Для разрешения двойного вопроса о темпераментах и среде я попытаюсь отыскать и проследить нить, математически ведущую от человека к человеку. И когда я соберу все нити, когда в моих руках окажется целая общественная группа, я покажу ее в действии, как участника исторической эпохи, я создам ту обстановку, в которой выявится сложность взаимоотношений, я проанализирую одновременно и волю каждого из ее членов, и общий напор целого.

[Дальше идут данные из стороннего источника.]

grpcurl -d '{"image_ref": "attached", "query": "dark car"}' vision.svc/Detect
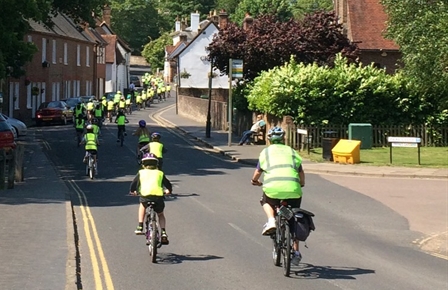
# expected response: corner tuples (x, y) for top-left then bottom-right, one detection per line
(35, 101), (73, 126)
(0, 115), (16, 149)
(61, 97), (82, 111)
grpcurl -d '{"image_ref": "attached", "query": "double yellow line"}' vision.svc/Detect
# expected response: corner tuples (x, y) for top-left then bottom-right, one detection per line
(68, 180), (114, 290)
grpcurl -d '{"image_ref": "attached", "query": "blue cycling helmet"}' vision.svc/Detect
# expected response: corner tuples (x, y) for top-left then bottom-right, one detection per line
(151, 132), (162, 140)
(267, 126), (285, 143)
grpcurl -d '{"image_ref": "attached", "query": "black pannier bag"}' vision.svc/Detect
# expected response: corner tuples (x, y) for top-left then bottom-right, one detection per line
(293, 208), (316, 242)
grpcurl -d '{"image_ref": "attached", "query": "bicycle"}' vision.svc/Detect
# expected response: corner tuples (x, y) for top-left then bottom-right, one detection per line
(145, 201), (162, 263)
(86, 152), (97, 179)
(118, 129), (124, 147)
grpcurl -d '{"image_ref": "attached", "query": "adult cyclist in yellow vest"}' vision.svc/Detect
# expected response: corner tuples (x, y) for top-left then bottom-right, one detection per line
(251, 127), (305, 265)
(107, 99), (115, 122)
(132, 120), (151, 156)
(129, 153), (173, 245)
(80, 125), (100, 163)
(140, 132), (167, 170)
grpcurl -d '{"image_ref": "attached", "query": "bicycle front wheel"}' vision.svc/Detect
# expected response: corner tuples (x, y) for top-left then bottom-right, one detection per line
(282, 223), (291, 277)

Ругон-Маккары, та группа, та семья, которую я собираюсь изучать, характеризуется безудержностью вожделений, мощным стремлением нашего века, рвущегося к наслаждениям. В физиологическом отношении они представляют собой медленное чередование нервного расстройства и болезней крови, проявляющихся из рода в род, как следствие первичного органического повреждения; они определяют, в зависимости от окружающей среды, чувства, желания и страсти каждой отдельной личности – все естественные и инстинктивные проявления человеческой природы, следствия которых носят условные названия добродетелей и пороков. Исторически эти лица выходят из народа, они рассеиваются по всему современному обществу, добиваются любых должностей в силу того глубоко современного импульса, какой получают низшие классы, пробивающиеся сквозь социальную толщу. Своими личными драмами они повествуют о Второй империи, начиная от западни государственного переворота и кончая седанским предательством. <<…>>

Этот труд, включающий много эпизодов, является в моем представлении биологической и социальной историей одной семьи в эпоху Второй империи».[55]

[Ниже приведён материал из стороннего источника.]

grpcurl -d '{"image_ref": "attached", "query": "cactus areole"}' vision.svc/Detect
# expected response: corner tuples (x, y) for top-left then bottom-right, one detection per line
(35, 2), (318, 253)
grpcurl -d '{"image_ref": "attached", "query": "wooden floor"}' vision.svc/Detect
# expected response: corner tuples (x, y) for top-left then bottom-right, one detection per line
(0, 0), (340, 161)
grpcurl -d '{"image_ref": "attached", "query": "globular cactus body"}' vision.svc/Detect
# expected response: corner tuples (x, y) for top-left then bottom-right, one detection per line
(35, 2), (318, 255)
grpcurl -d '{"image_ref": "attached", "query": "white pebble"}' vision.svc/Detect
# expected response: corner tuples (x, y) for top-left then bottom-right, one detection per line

Теперь он окинул орлиным взором угодья, в которых ему предстояло охотиться. Набросал первоначальный план десяти романов, которые должны были вытекать один из другого, носить на себе отпечаток материализма, физиологии, наследственности, а все описываемые события происходили бы в царствование Наполеона III. Золя ненавидел это время за его униженное преклонение перед деньгами, его напыщенность, мишуру, дешевый блеск, буржуазные предрассудки, лицемерие, ханжество и нетерпимость. Выбрав ненавистную ему эпоху, он сможет обличить ее пороки и ее тупость. Но, забираясь в это болото, он хотел передвигаться по нему с уверенностью. В течение года усердно работал в Императорской библиотеке, с головой погружаясь в научные сочинения, делая выписки, тщательно составляя генеалогическое древо своих персонажей Ругон-Маккаров. Эту родословную он потом предъявит Лакруа вместе с планом цикла романов, и издатель, на которого размах и серьезность замысла произведут сильное впечатление, тут же подпишет договор на первые четыре тома. Автору определены гарантированные выплаты – по пятьсот франков в месяц.

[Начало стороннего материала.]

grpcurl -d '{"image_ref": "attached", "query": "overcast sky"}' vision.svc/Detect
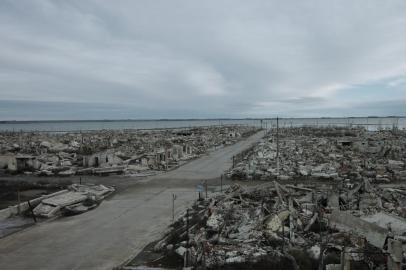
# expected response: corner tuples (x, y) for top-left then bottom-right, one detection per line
(0, 0), (406, 120)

Перед тем как приступить к работе над первым томом – «Карьера Ругонов», Золя раз и навсегда установил для себя распорядок дня. Подъем в восемь утра, затем прогулка в течение часа – это позволит одновременно размять ноги и проветрить мозги, после чего можно сесть за работу. Потом обед. Во второй половине дня – встречи с нужными людьми, переписка, сбор дополнительных материалов в Императорской библиотеке. С неизменной своей точностью Эмиль высчитывает, сколько страниц сможет писать в день, и выводит из этого дату окончания всего цикла: великое событие должно иметь место через десять лет. Только бы никакие внешние события не помешали творцу заниматься той огромной работой, которую он на себя взвалил!

Для того чтобы обеспечить себе столь необходимое при такой напряженной работе мирное течение жизни, Золя решил узаконить свои отношения с Александриной. Прожив с ней около пяти лет, он научился ценить немалые достоинства подруги. Она, конечно, не была красавицей из тех, которым оборачиваются вслед на улицах, – просто крепкая, плотного сложения женщина с темными шелковистыми волосами, живыми черными глазами и легким пушком над верхней губой. Преданная, деятельная, практичная, честолюбивая. Одержимая навязчивой мыслью о том, как бы забраться на более высокую ступеньку социальной лестницы, Александрина хотела, чтобы ее признавали добропорядочной супругой, делящей жизнь с прославленным романистом. Предложив ей руку и сердце, Золя исполнил ее заветное желание. Мало того, она потребовала, чтобы он обвенчался с ней в церкви, и он, позитивист и агностик, не смог ей в этом отказать. Свидетелями на свадьбе стали Поль Сезанн, Мариус Ру, Филипп Солари и недавно перебравшийся в Париж из Экса молодой поэт, большой почитатель таланта автора «Терезы Ракен» – Поль Алексис. Госпожа Золя-мать смирилась с тем, что ее невесткой стала девушка «из простых». Отношения между женщинами на первый взгляд могли показаться сердечными: с обоюдного согласия они, чтобы не нарушать покой хозяина дома, постарались заглушить взаимное недовольство друг другом.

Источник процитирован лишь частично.